„Małe grzeszki” to doskonała propozycja na leniwe niedzielne popołudnie dla całej rodziny. Tak mógłby zareklamować film „elokwentny” prezenter telewizyjny, tak też niestety muszę podsumować ów obraz i ja. Każdy, nawet w niewielkim stopniu błyskotliwy widz bądź czytelnik odczyta w tych słowach tak zwane drugie dno. Jest to bowiem najprostszy sposób, ażeby powiedzieć nie wprost, że film jest nudny, bez aspiracji do kanonu arcydzieł filmowych, nie inspiruje do głębszych rozważań filozoficzno-egzystencjalnych, jest za to lekki, łatwy i przyjemny, a momentami nawet potrafi rozbawić.

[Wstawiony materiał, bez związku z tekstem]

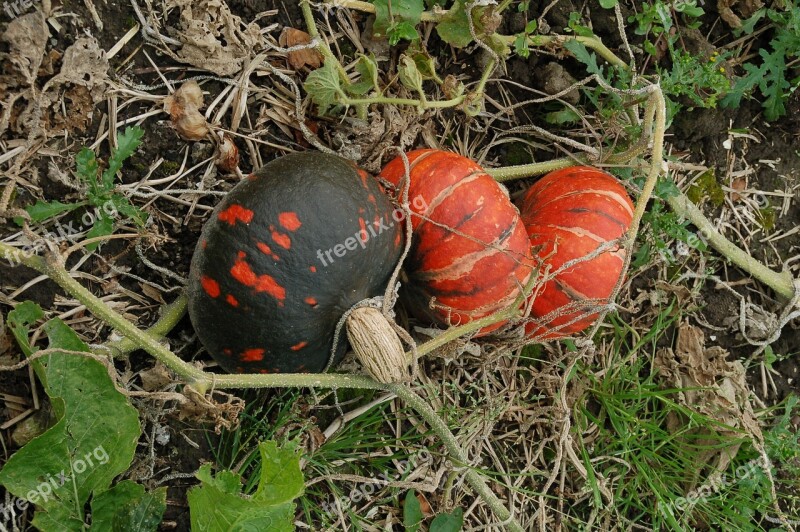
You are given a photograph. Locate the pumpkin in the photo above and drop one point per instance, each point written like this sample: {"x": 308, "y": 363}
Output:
{"x": 569, "y": 214}
{"x": 284, "y": 255}
{"x": 469, "y": 255}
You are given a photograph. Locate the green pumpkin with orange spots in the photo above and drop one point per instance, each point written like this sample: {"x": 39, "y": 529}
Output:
{"x": 285, "y": 254}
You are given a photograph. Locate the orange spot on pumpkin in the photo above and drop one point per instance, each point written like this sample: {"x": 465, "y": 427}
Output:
{"x": 252, "y": 355}
{"x": 210, "y": 286}
{"x": 243, "y": 273}
{"x": 289, "y": 221}
{"x": 282, "y": 240}
{"x": 236, "y": 213}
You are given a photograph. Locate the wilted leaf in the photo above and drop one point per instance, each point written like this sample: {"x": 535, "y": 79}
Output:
{"x": 297, "y": 59}
{"x": 217, "y": 504}
{"x": 92, "y": 442}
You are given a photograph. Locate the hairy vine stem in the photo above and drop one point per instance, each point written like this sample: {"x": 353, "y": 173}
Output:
{"x": 51, "y": 265}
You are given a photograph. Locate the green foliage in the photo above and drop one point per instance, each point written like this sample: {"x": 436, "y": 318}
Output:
{"x": 217, "y": 505}
{"x": 73, "y": 463}
{"x": 413, "y": 517}
{"x": 660, "y": 227}
{"x": 396, "y": 19}
{"x": 771, "y": 77}
{"x": 100, "y": 190}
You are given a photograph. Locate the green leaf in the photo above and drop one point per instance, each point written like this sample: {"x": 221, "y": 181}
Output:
{"x": 127, "y": 143}
{"x": 103, "y": 226}
{"x": 217, "y": 504}
{"x": 453, "y": 28}
{"x": 323, "y": 86}
{"x": 93, "y": 441}
{"x": 127, "y": 506}
{"x": 367, "y": 68}
{"x": 20, "y": 320}
{"x": 44, "y": 210}
{"x": 403, "y": 12}
{"x": 124, "y": 207}
{"x": 448, "y": 522}
{"x": 412, "y": 512}
{"x": 583, "y": 55}
{"x": 410, "y": 76}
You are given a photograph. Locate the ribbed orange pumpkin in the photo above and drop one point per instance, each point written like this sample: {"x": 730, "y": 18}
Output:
{"x": 568, "y": 214}
{"x": 469, "y": 250}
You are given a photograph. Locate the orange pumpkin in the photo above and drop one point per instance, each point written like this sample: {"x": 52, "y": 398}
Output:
{"x": 469, "y": 254}
{"x": 569, "y": 214}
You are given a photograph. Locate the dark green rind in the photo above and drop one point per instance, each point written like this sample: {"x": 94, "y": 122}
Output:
{"x": 326, "y": 192}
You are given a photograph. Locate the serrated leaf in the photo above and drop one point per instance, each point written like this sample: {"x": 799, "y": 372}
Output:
{"x": 217, "y": 504}
{"x": 323, "y": 86}
{"x": 86, "y": 166}
{"x": 93, "y": 441}
{"x": 127, "y": 506}
{"x": 410, "y": 76}
{"x": 451, "y": 522}
{"x": 402, "y": 11}
{"x": 124, "y": 207}
{"x": 103, "y": 226}
{"x": 412, "y": 512}
{"x": 127, "y": 143}
{"x": 44, "y": 210}
{"x": 453, "y": 28}
{"x": 281, "y": 478}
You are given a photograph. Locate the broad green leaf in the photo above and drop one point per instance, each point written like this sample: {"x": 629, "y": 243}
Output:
{"x": 412, "y": 512}
{"x": 127, "y": 143}
{"x": 448, "y": 522}
{"x": 281, "y": 478}
{"x": 93, "y": 441}
{"x": 217, "y": 505}
{"x": 125, "y": 208}
{"x": 103, "y": 226}
{"x": 44, "y": 210}
{"x": 127, "y": 506}
{"x": 86, "y": 168}
{"x": 402, "y": 30}
{"x": 402, "y": 11}
{"x": 323, "y": 86}
{"x": 453, "y": 28}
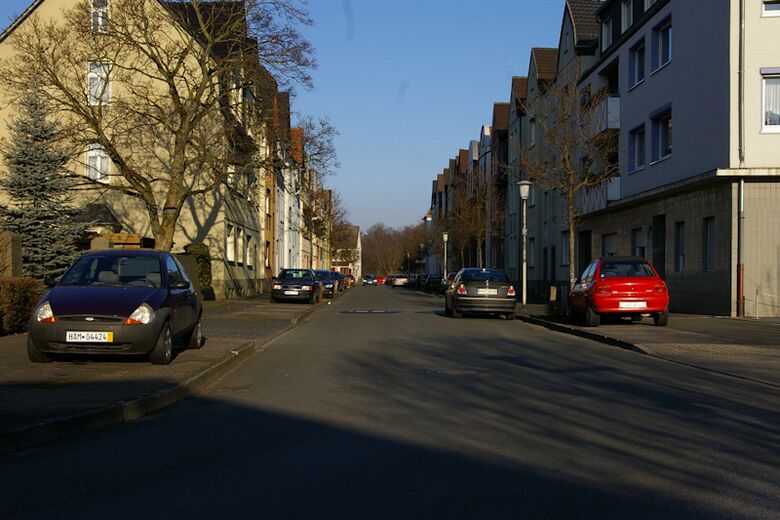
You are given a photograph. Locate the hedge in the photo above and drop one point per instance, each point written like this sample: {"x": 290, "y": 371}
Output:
{"x": 200, "y": 251}
{"x": 18, "y": 296}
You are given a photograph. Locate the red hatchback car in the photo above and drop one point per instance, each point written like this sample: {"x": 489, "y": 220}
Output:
{"x": 621, "y": 286}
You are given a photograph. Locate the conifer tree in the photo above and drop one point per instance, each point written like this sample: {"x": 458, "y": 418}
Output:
{"x": 38, "y": 192}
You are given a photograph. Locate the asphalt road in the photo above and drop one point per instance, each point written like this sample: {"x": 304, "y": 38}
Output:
{"x": 409, "y": 414}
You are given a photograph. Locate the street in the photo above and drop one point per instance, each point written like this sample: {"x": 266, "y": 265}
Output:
{"x": 378, "y": 406}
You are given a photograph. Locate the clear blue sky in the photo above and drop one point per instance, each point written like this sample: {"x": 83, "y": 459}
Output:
{"x": 408, "y": 83}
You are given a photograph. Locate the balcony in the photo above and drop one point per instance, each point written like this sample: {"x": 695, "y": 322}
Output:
{"x": 606, "y": 115}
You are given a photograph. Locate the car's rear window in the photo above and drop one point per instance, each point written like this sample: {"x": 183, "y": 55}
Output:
{"x": 132, "y": 271}
{"x": 485, "y": 276}
{"x": 625, "y": 268}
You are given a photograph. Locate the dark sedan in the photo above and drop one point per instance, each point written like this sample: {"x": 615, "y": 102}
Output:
{"x": 117, "y": 302}
{"x": 480, "y": 290}
{"x": 298, "y": 285}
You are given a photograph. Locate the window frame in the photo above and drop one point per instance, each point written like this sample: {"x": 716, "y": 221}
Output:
{"x": 96, "y": 150}
{"x": 657, "y": 42}
{"x": 767, "y": 129}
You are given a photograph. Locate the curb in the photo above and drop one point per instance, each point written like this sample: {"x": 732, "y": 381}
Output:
{"x": 124, "y": 412}
{"x": 607, "y": 340}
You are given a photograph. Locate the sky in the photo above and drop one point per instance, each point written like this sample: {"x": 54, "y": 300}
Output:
{"x": 408, "y": 83}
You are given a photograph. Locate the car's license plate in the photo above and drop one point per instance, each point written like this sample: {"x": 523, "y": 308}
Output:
{"x": 633, "y": 305}
{"x": 89, "y": 337}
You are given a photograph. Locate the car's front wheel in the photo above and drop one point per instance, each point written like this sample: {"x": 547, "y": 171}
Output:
{"x": 35, "y": 355}
{"x": 162, "y": 353}
{"x": 195, "y": 340}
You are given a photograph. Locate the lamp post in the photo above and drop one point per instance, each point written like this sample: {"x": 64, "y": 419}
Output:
{"x": 524, "y": 187}
{"x": 445, "y": 237}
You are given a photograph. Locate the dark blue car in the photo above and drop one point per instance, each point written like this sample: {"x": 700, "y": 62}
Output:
{"x": 117, "y": 301}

„Małe grzeszki” ukazują niewielką grecką społeczność, której sielankowość burzy nieco niewyjaśniona śmierć jednego z mieszkańców. Wykryciem ewentualnego zabójcy zajmuje się pocieszny, gapowaty policjant Leonidas (Aris Servetalis), który mknie na swym motorku poprzez kręte uliczki. W międzyczasie nasz bohater zakochuje się też w pięknej gwieździe telewizyjnej Angeliki (Vicky Papadopoulou), która (o dziwo!) okazuje się córką zamordowanego, bądź - bo tego oczywiście nie wiemy - nieszczęśliwego samobójcy. W tle mamy także kilka problemów społecznych, takich jak kumoterstwo, zawłaszczanie terenów przez wielkie centra rozrywki, czy małomiasteczkowość, która pięknie rozkwita za pomocą niewinnej z pozoru plotki. Oczywiście wszystkie te kwestie zostały ukazane z przymrużeniem oka, ażeby czasem nie wzbudzać niepotrzebnych, męczących refleksji. Ot, wypróbowane motywy, wywołujące gromki chichot wśród widzów.
Oglądając „Małe grzeszki” wpadłam na pewien pomysł, a zarazem porównanie. Christos Georgiou mógłby z powodzeniem wyreżyserować kilka odcinków „Złotopolskich”. Akcja przeniesiona zostałaby do Grecji, wiadomo że kadry dużo bardziej korzystne wizualnie, a i aktorzy mieliby szansę na małe wakacje. W budowaniu jednowymiarowych bohaterów, z ich małymi problemami i dziwactwami reżyser na pewno nie miałby problemu, w końcu w „Małych grzeszkach” jest ich pod dostatkiem. Także zapraszamy do Polski, Panie reżyserze, polska publiczność telenowelowa będzie wniebowzięta.